Step 4: Teach small groups while the others work at their stations.

With students working independently at stations, you can meet with small groups of students each day.

In many classrooms, there is a designated word study/phonics time, about twenty-five minutes long. It typically goes:

*Quick whole group lesson or practice (like an alphabet/phonogram drill, reading the word wall, or reviewing the steps to a familiar game at one of the stations)

*One group stays at the carpet, while the teacher sends one partnership at a time off to their stations. Often, teachers use a chart to visually represent where each partnership should go. Each station is about 5 minutes. Notice in the chart below how the kids will rotate to three different stations. The teacher station, of course, can stretch longer than the other stations if needed!

Once kids are settled at their stations, you can work with a small group. One common way that a small group might go is straight out of Words Their Way (Donald Bear, et al.).

I introduce the words in a new sort by reading and talking about each word, perhaps inviting the kids to use newer vocabulary in a sentence, or adding a small picture clue.

Next, I invite the kids to do an open sort. That simply means “sort in any way you can.” This allows me to to observe and assess the kids in the group to see what features they notice first, and how they think and talk about words. I can coach them to use content vocabulary like “beginning sound,” “ending sound,” “vowel,” “consonant,” or “syllable.”

Last, if the kids haven’t already figured it out, I model sorting the words using the feature or phonogram I planned to teach that day. I think aloud and read each word as I model, inviting the kids to join me, taking turns deciding where to place each word. Then we talk about the pattern, generalization, or “rule” and if kids are older, I ask them to write it down in their word study notebooks. For example “Single syllable words that end in f, l, s, or z are short vowel words. Double the last consonant in FLSZ words.”

Then each partner gets a copy of the sort in a zip-lock baggie with their names on it, to keep at the sorting station for when it’s their turn to be at that station.

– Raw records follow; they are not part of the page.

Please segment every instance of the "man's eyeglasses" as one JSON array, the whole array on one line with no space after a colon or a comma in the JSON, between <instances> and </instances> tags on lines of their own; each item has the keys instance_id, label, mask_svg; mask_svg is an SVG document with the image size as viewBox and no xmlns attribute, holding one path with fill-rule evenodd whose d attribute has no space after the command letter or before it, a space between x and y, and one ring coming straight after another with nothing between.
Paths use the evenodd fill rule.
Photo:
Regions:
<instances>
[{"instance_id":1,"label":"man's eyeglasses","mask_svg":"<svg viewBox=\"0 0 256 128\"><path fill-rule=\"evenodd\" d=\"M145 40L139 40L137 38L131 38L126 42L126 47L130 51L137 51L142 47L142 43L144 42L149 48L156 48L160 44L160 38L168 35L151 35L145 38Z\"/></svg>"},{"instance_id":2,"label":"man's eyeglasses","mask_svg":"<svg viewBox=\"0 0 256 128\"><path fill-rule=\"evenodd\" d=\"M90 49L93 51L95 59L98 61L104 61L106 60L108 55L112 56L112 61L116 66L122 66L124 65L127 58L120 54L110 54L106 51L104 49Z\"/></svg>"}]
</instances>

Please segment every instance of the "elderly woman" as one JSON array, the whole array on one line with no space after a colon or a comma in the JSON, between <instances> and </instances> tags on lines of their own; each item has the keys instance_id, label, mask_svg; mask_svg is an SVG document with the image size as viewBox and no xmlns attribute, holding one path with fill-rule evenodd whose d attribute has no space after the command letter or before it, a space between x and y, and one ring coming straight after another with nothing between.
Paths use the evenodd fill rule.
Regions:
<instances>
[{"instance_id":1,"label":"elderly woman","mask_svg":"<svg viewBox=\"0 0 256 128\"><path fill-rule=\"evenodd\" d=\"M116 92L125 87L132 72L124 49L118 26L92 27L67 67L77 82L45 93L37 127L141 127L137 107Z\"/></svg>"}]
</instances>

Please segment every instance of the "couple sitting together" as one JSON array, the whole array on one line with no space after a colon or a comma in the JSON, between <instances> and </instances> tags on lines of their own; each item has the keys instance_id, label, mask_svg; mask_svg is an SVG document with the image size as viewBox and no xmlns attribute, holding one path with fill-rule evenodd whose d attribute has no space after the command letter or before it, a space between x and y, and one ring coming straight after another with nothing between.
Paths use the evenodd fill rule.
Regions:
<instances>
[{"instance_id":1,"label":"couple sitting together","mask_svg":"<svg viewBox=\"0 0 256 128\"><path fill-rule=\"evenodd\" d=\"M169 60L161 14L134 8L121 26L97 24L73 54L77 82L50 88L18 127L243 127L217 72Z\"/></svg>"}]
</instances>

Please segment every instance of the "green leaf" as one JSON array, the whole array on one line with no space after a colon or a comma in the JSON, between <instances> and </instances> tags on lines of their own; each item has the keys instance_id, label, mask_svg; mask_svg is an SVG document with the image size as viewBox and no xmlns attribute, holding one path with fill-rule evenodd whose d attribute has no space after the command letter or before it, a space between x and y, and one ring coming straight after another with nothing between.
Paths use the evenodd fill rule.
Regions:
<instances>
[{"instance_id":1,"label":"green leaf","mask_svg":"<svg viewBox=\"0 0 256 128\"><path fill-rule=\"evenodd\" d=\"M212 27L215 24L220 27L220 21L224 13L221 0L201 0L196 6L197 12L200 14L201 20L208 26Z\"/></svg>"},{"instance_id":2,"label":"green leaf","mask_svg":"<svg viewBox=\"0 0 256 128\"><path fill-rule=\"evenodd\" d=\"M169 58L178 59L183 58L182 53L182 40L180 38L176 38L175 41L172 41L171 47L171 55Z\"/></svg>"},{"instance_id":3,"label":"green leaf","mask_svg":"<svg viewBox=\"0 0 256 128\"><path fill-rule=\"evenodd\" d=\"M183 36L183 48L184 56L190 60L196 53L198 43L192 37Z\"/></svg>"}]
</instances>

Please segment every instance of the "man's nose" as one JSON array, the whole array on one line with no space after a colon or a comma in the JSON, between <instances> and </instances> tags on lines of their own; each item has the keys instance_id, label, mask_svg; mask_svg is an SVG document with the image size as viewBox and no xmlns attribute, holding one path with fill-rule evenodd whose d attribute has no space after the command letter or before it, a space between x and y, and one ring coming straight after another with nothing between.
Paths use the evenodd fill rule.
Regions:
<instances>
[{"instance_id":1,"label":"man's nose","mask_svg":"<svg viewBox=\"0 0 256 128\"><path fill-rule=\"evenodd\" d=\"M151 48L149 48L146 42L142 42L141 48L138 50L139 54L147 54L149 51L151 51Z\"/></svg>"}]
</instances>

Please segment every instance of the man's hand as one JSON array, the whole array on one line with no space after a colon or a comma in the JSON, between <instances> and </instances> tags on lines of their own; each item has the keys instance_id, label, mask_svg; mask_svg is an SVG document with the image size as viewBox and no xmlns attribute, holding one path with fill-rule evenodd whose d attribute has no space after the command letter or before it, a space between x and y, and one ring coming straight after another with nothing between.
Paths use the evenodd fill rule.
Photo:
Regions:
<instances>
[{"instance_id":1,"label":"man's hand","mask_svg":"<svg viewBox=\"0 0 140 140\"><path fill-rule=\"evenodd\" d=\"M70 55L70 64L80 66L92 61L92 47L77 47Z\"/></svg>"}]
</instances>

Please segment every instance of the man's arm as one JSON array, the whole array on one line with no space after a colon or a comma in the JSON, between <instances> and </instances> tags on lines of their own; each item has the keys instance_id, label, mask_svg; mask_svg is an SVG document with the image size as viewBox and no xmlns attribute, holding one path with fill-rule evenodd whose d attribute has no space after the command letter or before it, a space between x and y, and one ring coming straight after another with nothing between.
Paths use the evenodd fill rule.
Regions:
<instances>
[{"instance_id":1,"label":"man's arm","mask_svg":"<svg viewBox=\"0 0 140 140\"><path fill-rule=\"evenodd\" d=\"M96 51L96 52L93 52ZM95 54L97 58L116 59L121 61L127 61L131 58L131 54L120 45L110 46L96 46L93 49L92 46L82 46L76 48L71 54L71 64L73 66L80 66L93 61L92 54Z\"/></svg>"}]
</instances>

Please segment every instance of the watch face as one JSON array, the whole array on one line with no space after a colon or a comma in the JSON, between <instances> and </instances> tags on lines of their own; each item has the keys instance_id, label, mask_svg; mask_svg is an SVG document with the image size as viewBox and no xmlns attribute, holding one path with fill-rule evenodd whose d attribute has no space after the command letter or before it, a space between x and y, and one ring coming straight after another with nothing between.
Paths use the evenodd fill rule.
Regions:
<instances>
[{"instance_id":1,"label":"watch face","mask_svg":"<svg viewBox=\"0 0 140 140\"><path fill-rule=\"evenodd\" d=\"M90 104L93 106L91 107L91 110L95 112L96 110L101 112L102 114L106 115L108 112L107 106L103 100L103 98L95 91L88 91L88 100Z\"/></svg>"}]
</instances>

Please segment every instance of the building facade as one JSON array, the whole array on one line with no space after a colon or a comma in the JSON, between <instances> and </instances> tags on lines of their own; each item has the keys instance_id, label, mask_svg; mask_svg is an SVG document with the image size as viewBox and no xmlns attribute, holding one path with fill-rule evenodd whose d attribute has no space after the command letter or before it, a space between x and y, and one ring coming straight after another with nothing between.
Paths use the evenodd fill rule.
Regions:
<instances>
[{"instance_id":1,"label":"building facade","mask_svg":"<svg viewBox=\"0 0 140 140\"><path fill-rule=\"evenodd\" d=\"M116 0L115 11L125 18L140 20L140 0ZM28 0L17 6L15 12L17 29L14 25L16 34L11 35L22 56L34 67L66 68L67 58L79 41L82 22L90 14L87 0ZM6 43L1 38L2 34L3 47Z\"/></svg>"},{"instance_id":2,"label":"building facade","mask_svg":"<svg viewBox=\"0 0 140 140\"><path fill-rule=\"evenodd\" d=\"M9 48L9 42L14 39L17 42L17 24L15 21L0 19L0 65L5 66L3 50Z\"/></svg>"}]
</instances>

When my timer goes off (usually after five to seven minutes or so), the kids rotate to a new station, and I either spend a little extra time with my small group, circulate the room to coach kids at stations, or pull a second small group.

I like to have independent reading as the final “station” so that we can transition right into reading workshop after word study, or as a way to simply sneak in some extra reading time.

There are endless resources you can look to for teaching foundational skills to small groups – professional books, websites, conferences, and courses you can take. Be wary of what you find on the internet — be sure you aren’t paying for or downloading materials that are infringing on copyright rules. Copyright infringement of educational resources is an unfortunate trend, particularly with word study materials because they are easily copied. Be sure the activities you select are based on sound research, are engaging, and can be made multilevel to meet kids needs.

You really can teach your kids “new tricks” at this time of the year! And, it’s a wonderful time to try something new that you might want to start right from the beginning of the year next year. Try it now, with kids you know well, who know you really well, in a classroom where you’ve already built a calm, supportive environment. What better way to learn a new routine?